Je ne partage pas votre point de vue, mais je comprends que, l’urgence aidant, la volonté de voter un texte conforme vous amène même à renoncer à des amendements qui sont sous-tendus par les mêmes arguments que ceux que vous invoquez. Cela pose quelques problèmes.

Je n’épiloguerai pas. Vous refusez une forme de rationalisation des relations du travail. Or les personnels sont très inquiets par la fusion actuelle eu égard à l’ancienne gestion. Il serait sage, monsieur le secrétaire d’État, que vous puissiez les rassurer : que va-t-il advenir des personnels des deux groupes ? C’est une vraie préoccupation !

M. le président. La parole est à M. le secrétaire d'État.

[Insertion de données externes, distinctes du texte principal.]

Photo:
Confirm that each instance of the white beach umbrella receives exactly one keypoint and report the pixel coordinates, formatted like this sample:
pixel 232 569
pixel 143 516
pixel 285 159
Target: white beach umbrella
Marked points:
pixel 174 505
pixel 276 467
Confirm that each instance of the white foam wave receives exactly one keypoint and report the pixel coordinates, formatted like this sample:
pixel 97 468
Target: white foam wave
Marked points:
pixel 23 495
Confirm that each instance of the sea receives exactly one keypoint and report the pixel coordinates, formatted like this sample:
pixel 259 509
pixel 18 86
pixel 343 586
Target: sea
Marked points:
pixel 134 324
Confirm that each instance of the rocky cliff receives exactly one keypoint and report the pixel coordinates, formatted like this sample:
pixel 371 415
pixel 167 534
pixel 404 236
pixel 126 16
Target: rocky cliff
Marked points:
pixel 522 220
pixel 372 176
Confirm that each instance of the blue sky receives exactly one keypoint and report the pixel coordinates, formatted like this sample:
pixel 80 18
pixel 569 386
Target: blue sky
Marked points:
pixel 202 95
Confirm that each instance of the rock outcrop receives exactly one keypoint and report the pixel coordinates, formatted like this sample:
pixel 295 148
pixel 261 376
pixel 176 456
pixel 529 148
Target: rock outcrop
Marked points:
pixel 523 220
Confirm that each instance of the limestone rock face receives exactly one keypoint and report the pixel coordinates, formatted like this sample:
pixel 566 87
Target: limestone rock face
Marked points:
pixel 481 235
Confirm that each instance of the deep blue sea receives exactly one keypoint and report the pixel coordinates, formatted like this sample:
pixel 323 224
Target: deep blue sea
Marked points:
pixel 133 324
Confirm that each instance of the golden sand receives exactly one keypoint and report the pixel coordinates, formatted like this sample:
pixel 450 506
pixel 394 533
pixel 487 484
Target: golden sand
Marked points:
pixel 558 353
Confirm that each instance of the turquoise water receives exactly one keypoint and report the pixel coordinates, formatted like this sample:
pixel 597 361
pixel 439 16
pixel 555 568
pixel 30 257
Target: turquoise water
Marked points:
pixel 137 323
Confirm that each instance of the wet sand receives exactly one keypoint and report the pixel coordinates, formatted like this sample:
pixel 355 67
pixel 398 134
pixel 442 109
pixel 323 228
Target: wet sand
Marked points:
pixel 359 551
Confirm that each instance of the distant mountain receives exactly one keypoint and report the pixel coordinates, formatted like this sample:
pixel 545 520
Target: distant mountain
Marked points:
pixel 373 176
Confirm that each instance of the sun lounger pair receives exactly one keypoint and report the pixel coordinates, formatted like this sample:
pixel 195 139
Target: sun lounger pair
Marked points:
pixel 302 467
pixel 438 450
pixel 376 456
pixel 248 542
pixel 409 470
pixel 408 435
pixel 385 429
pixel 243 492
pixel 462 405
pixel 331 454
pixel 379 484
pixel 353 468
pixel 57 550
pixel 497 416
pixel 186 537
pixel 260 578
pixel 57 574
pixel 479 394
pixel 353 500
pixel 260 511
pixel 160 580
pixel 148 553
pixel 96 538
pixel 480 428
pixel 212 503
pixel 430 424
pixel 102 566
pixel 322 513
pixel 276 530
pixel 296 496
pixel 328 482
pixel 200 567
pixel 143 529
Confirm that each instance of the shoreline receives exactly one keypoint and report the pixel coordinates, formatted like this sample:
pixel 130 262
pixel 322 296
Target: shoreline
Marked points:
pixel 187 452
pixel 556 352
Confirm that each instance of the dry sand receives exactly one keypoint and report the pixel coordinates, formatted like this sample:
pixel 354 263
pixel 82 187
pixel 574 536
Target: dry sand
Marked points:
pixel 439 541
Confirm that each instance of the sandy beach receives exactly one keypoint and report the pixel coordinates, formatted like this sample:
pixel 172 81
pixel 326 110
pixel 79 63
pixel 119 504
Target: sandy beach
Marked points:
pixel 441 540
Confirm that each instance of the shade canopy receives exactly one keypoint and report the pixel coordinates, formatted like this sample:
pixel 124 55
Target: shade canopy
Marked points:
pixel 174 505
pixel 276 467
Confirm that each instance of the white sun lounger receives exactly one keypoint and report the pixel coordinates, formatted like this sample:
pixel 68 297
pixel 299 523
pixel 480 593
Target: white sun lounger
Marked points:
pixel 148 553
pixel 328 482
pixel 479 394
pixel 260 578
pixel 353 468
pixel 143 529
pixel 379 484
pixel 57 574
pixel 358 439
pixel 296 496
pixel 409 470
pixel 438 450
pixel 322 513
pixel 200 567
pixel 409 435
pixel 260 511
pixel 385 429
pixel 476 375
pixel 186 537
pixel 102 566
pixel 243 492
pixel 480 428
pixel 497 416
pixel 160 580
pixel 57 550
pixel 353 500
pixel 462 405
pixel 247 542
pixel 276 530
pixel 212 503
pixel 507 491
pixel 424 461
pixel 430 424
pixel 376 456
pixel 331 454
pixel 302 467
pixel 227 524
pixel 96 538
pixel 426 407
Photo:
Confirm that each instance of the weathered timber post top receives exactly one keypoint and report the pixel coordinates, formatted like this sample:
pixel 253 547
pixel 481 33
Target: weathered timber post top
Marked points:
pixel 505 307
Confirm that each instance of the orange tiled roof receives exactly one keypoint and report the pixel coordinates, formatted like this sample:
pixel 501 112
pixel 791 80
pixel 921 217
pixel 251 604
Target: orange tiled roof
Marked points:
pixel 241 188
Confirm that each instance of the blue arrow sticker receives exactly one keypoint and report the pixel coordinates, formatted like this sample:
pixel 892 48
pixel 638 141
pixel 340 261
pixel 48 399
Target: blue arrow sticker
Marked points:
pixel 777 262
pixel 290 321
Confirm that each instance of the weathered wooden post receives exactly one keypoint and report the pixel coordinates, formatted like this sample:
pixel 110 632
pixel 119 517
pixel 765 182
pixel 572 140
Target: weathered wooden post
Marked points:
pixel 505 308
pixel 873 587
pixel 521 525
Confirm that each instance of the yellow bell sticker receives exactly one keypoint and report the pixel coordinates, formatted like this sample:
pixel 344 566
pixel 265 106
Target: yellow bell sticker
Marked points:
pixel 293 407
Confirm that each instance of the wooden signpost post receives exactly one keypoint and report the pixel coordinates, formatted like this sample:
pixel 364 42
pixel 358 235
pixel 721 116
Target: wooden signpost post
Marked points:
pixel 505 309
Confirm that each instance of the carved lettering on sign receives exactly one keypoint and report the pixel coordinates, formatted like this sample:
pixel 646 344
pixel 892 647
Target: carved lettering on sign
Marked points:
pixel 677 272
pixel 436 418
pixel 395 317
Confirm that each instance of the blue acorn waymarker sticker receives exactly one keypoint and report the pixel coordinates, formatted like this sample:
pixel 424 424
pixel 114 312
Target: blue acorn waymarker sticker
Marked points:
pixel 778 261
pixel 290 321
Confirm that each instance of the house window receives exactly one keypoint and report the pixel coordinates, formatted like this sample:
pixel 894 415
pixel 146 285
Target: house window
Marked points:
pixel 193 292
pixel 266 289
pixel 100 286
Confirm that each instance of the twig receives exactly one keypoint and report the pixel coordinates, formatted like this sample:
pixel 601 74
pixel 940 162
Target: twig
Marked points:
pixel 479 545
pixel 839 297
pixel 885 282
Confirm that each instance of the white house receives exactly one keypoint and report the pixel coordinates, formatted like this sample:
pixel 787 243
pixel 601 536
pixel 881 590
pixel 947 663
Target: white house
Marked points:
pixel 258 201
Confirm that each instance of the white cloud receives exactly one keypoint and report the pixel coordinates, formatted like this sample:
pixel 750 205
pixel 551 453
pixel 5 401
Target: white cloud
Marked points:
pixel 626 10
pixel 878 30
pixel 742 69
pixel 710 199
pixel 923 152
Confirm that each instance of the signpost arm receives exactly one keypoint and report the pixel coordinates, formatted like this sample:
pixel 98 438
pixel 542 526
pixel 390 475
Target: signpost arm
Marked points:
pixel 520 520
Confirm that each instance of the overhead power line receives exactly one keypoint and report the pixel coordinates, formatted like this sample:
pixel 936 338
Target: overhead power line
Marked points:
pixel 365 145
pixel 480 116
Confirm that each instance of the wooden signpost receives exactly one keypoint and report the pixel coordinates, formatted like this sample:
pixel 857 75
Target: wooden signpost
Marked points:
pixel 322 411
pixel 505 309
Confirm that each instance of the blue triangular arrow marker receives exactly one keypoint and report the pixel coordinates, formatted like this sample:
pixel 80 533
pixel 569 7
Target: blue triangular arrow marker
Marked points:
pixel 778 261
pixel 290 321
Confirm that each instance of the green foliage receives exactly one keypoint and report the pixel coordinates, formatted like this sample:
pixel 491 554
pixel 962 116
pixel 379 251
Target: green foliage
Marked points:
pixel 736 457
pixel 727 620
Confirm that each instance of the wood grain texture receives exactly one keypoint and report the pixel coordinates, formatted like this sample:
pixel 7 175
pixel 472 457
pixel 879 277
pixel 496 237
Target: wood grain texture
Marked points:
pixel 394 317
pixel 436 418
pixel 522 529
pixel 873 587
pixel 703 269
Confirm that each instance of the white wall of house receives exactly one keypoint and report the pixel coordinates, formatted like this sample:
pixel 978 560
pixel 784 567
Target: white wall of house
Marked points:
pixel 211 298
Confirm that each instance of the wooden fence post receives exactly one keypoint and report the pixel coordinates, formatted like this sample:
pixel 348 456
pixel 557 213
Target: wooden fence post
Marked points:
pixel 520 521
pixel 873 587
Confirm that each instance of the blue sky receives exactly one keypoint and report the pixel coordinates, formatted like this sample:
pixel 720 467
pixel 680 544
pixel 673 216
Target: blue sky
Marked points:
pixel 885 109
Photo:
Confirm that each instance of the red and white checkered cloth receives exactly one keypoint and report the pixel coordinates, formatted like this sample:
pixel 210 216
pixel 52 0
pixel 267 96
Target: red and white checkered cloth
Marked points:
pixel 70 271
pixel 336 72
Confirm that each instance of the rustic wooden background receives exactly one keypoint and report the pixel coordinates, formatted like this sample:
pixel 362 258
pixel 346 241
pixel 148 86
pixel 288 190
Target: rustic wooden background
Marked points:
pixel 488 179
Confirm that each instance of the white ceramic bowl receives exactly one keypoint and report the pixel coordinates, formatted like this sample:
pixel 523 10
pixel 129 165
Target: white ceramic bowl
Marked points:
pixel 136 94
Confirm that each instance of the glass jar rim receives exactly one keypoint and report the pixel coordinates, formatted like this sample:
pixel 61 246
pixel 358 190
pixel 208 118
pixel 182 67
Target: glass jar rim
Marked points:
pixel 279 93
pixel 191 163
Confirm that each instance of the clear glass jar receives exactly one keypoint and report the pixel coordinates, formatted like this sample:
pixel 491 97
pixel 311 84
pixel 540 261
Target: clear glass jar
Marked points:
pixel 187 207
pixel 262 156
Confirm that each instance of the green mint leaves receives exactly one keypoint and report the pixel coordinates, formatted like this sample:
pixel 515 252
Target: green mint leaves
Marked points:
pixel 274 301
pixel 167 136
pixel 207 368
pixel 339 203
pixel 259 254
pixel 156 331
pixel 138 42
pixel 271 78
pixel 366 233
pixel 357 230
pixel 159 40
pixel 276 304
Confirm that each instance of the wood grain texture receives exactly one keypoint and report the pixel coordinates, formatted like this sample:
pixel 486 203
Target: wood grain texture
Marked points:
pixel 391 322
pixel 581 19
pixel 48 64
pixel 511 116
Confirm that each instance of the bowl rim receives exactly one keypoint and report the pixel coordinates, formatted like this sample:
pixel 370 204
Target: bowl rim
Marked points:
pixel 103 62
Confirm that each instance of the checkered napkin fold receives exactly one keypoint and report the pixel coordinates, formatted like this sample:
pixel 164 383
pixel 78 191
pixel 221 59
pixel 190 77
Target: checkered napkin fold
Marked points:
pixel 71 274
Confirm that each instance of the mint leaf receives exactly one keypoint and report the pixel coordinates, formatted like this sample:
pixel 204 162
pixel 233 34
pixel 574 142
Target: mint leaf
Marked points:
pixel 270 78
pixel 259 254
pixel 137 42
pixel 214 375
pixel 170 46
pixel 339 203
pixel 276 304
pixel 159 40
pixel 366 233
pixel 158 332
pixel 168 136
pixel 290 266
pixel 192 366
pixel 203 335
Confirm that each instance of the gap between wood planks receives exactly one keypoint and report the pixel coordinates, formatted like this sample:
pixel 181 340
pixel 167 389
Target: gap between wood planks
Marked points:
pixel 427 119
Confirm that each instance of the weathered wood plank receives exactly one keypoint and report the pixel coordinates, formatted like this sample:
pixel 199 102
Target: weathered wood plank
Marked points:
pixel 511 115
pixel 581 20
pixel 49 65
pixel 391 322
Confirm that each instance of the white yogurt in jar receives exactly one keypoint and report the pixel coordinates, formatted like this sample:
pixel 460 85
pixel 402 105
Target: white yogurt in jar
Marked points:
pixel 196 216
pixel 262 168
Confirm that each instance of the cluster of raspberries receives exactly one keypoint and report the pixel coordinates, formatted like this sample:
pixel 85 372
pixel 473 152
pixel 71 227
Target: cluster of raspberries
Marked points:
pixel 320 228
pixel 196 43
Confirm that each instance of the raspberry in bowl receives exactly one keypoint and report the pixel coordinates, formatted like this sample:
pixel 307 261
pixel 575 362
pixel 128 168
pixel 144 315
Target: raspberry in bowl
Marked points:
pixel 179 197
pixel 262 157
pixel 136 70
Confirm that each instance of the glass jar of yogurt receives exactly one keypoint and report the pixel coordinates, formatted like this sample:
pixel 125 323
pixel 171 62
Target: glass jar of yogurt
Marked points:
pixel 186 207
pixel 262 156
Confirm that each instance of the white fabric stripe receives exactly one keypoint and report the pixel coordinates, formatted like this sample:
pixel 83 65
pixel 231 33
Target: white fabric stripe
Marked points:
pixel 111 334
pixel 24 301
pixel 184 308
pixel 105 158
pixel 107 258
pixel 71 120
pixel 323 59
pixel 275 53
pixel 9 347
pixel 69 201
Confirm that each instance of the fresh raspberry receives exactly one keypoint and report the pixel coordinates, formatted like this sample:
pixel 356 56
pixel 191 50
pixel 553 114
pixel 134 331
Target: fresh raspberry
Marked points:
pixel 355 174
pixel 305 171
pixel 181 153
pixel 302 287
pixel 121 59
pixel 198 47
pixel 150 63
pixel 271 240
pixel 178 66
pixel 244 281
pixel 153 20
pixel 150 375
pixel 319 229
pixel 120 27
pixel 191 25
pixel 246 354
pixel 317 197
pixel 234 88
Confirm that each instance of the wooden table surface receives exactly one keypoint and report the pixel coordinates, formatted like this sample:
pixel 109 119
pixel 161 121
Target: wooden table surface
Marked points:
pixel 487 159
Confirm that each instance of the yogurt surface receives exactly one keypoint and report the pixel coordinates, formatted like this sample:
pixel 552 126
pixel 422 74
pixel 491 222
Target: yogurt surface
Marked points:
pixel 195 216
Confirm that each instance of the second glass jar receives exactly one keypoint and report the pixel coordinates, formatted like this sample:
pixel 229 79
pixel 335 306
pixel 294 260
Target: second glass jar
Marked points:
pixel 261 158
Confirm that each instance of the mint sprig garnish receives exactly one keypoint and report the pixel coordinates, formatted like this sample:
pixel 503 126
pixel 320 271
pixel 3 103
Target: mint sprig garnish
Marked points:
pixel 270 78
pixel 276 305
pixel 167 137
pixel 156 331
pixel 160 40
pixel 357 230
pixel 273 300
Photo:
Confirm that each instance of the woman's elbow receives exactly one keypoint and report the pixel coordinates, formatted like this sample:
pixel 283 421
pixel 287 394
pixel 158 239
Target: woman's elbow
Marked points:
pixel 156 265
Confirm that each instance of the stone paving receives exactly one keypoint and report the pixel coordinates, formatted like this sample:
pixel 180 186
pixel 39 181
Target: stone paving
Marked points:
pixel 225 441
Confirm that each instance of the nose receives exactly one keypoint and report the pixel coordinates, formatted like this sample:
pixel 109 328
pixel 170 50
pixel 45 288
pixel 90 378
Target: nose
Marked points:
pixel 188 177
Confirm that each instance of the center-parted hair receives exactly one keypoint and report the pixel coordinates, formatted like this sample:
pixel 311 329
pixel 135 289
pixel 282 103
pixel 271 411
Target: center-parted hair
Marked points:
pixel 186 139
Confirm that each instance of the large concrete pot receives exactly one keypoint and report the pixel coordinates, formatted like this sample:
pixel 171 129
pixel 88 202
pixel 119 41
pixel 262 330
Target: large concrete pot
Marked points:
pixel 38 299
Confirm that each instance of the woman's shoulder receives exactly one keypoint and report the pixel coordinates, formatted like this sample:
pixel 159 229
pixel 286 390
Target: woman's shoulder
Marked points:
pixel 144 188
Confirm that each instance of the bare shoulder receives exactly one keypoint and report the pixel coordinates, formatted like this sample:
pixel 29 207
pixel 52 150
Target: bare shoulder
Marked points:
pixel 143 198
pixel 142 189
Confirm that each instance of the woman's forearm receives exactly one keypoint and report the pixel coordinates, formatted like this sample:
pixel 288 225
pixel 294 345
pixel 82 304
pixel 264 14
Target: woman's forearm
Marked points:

M. Hervé Novelli, secrétaire d'État. Monsieur le sénateur, je veux tout de suite apaiser vos inquiétudes : comme je l’ai indiqué lors de la discussion générale, le président François Pérol vient d’adresser une lettre aux organisations de salariés pour couper court aux rumeurs auxquelles vous faites allusion : aucun licenciement n’est prévu !

Mme Nicole Bricq. Ce n’est pas vrai !

M. le président. Je mets aux voix l'amendement n° 6.

(L'amendement n'est pas adopté.)

M. le président. Je suis saisi de deux amendements faisant l’objet d’une discussion commune.

L'amendement n° 28, présenté par MM. Vera et Foucaud, Mme Beaufils et les membres du groupe Communiste, Républicain, Citoyen et des Sénateurs du Parti de Gauche, est ainsi libellé :

I. - Au sixième alinéa (5°) du texte proposé par le 1° du I de cet article pour l'article L. 512-107 du code monétaire et financier, supprimer les mots :

réaliser des opérations de titrisation ou émettre des instruments financiers,

II. - Compléter ce même 5° par un alinéa ainsi rédigé :

« Celles-ci sont limitées aux opérations en lien avec les missions que lui confère la loi n°           du     relative à l'organe central des caisses d'épargne et des banques populaires et uniquement pour les opérations qui ne peuvent pas être effectuées au sein des banques régionales.

La parole est à M. Bernard Vera.

M. Bernard Vera. Par cet amendement, nous manifestons notre opposition à la mise en œuvre des outils financiers qui ont conduit les caisses d’épargne et certaines de leurs filiales – on pense évidemment à Natixis – aux pires difficultés et qui ne peuvent donc décemment être retenus dans le cadre de la réalisation du plan de fusion.

Ni la banque populaire ni la caisse d’épargne, de par leur statut, n’ont vraiment vocation à réaliser des opérations comme la titrisation ou l’émission d’instruments financiers, celles-ci relevant plutôt de la spécificité de leur filiale commune, la banque de financement et d’investissement Natixis.

On peut s’interroger sur ce nouveau pouvoir octroyé au nouvel organe central.

Certes, il est sans doute souhaitable que celui-ci soit agréé comme établissement de crédit. Mais de là à l’autoriser à faire de la titrisation et du trading pour son compte propre…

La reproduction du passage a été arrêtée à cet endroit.